What I’m doing when bodyreading is looking for the potential in your body, what’s working well and what could work better. Where are the areas I should give attention to, where are the rich areas to work that will affect change. The experience from my training has made me very delicate with my words (and a little long winded) when talking about someone’s body. I’m sometimes appalled by the things other therapists have told people I see. As an example I might say “If we can get more life & power through your feet, then I think your knees might settle down” is so much easier to hear than “your knees are in pain because you have flat feet”. The first phrase has a lot of potential, that empowers the person I’m talking to, the second pretty much empowers the therapist at the expense of the client and has no optimism.

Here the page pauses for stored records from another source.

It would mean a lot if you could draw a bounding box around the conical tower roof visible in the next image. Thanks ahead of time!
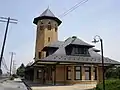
[33,8,62,25]
[40,8,55,17]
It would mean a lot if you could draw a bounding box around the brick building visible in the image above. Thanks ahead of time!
[25,8,120,84]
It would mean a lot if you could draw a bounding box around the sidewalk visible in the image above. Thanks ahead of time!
[24,80,96,90]
[0,78,27,90]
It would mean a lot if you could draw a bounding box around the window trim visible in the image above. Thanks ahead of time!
[93,67,98,80]
[84,66,91,80]
[48,37,50,42]
[38,52,41,59]
[74,66,82,80]
[66,66,72,80]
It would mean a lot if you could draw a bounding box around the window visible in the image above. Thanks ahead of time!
[74,66,82,80]
[55,27,58,32]
[67,66,71,80]
[72,46,88,55]
[48,37,50,42]
[85,67,91,80]
[38,52,41,59]
[55,24,58,32]
[93,67,97,80]
[48,22,51,30]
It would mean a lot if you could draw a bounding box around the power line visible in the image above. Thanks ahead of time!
[10,52,15,76]
[0,17,17,75]
[59,0,88,17]
[2,57,9,71]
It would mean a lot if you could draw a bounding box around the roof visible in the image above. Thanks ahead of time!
[35,36,120,65]
[40,8,55,17]
[91,48,100,52]
[70,36,94,47]
[41,50,120,65]
[33,8,62,25]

Every session closes with bodyreading too, in partnership we are looking for what’s changed, do you hold yourself differently now? Sometimes changes can be pretty obvious to both of us, I love those sessions. Other times a dialogue between what you notice internally & what I observe from the outside, can help us recognise the change. Often I might ask you to find your way back to the shape & feeling you had when the session began, acknowledging the old & recognising the new, hands on the responsibility for the changes we’ve made to you.
Thoughts & questions on bodyreading & word use would be most welcome.
Origins of us Bones
Fantastic bit of BBC available on Iplayer for a few weeks. All about how our bones have evolved to be the shape they are. Next week is about our guts, I can’t wait.
Neural Manipulation
I’ve been away in Ayr on a course for the weekend learning how to approach & work with the nervous system. Already I’ve found what I’ve learned really useful skill in my sessions. Helping people stretch sciatic & femoral nerve in the leg & brachial nerves in the neck & shoulder, has given my work a greater depth & efficiency. I’m looking forward to studying some more at the Barral Institute in Ayr early next year.
Although I’m integrating what I’ve learnt in my regular Rolfing sessions, I’m also offering the work separately.
Neural Manipulation sessions are £30 for 40 mins.
2 First sessions (yum yum more please)
Had two lovely first sessions yesterday, working with someone who is coming fresh to Rolfing is great fun. I find I have to hold myself back from splurging out my enthusiasm & totally overwhelming them. I try to plant seeds of ideas that can grow as we look at them together. Ideas about how to move, breath, & just be.